Selenium Dioxide
Properties
| State | Solid (sublimable) |
| Color | White to pale yellow |
| Solubility | Very soluble in water (38 g/L at 20 °C, forms selenous acid H2SeO3); soluble in alcohols |
| Melting Point | 340 °C (sealed tube); sublimes at 315 °C under atmospheric pressure |
| Boiling Point | 350 °C |
About Selenium Dioxide
Selenium dioxide is a white-to-pale-yellow volatile inorganic oxide with the formula SeO2 and a molar mass of 110.969 g/mol. In the solid state it forms one-dimensional infinite -O-Se(=O)-O-Se(=O)- chains, in striking contrast to its lighter congener SO2, which is a discrete bent molecule with strong S=O pi bonding. That structural difference is the textbook illustration of why second-period p-block elements form crisp pi bonds with oxygen while third-period and heavier ones drift toward sigma-only chain or network structures. SeO2 sublimes cleanly at 315 °C, which makes it easy to purify, and it's the principal commercial form of selenium, made by burning Se metal (itself a copper-refining byproduct) in oxygen. In a synthetic chemistry lab the standout use is the Riley oxidation: SeO2 in ethanol or dioxane oxidizes the allylic position of an alkene to an allylic alcohol or alpha,beta-unsaturated carbonyl, going through an ene-reaction intermediate followed by [2,3]-sigmatropic rearrangement. The reaction has the unusual property of moving the double bond by one carbon, and on terpene substrates it gives selectivities that are essentially unobtainable any other way. SeO2 also oxidizes benzyl groups to benzaldehydes and active methylenes adjacent to carbonyls to 1,2-diketones.
Where you'll encounter it
If you've ever run a Riley oxidation on a steroid intermediate to install an allylic hydroxyl at C-7 or C-15, you've used SeO2 as a flask-scale reagent and watched the orange-red selenium metal crash out of solution as the reaction finishes.

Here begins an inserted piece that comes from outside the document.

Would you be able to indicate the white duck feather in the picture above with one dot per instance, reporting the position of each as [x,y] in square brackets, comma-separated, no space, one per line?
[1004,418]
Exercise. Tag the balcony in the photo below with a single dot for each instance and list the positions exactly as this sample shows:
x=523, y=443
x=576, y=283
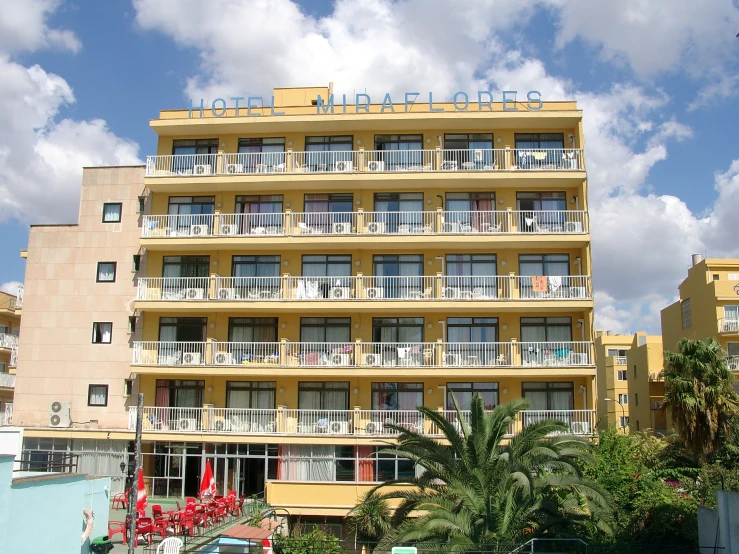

The traditional workup is ugly — filtering colloidal Se through Celite, dealing with traces of organoselenium byproducts that smell like rotting garlic at parts-per-billion levels — and most modern protocols use the Sharpless modification with catalytic SeO2 plus stoichiometric tert-butyl hydroperoxide to avoid the worst of it. In glass manufacturing, SeO2 is added to soda-lime float glass at the parts-per-million level to neutralize the greenish tint that iron impurities in sand would otherwise produce; the pink absorption from Se-doped glass cancels the green and gives a visually colorless sheet. The third place you'll see it is gun bluing — the controlled oxidation of steel surfaces to a magnetite black finish, where SeO2 catalyzes the conversion.
Common Uses
- Riley allylic-oxidation reagent for steroid and terpene functionalization
- Sharpless catalytic oxidation with t-BuOOH for cleaner allylic hydroxylation
- Decolorizing agent in float-glass manufacture to cancel iron-induced green tint
- Catalyst in gun-bluing solutions for controlled magnetite finish on steel
- Trace-mineral selenium source in animal-feed premixes at ppm levels
Safety Information
TOXIC. GHS: Acute toxicity oral Category 3 (H301), STOT RE Category 1 liver and skin (H372), Skin corrosion Category 1B (H314), Aquatic chronic Category 1 (H410). Chronic exposure causes selenosis — hair loss, brittle deformed nails, peripheral neuropathy, and a metallic-garlic breath odor from dimethyl selenide exhalation. Acute oral lethal dose in humans is estimated at 1–5 g. OSHA PEL is 0.2 mg/m3 (as Se, 8-hr TWA), ACGIH TLV is 0.2 mg/m3, NIOSH IDLH is 1 mg/m3. Always handle in a fume hood with nitrile gloves, full face shield, and lab coat; the dust is hygroscopic and forms selenous acid on skin contact, which produces persistent painful burns under fingernails.
This safety summary is for educational reference only and may not be complete. It is not a substitute for Safety Data Sheets (SDS), medical advice, or professional chemical safety guidance. Always consult appropriate SDS and qualified professionals before handling chemicals.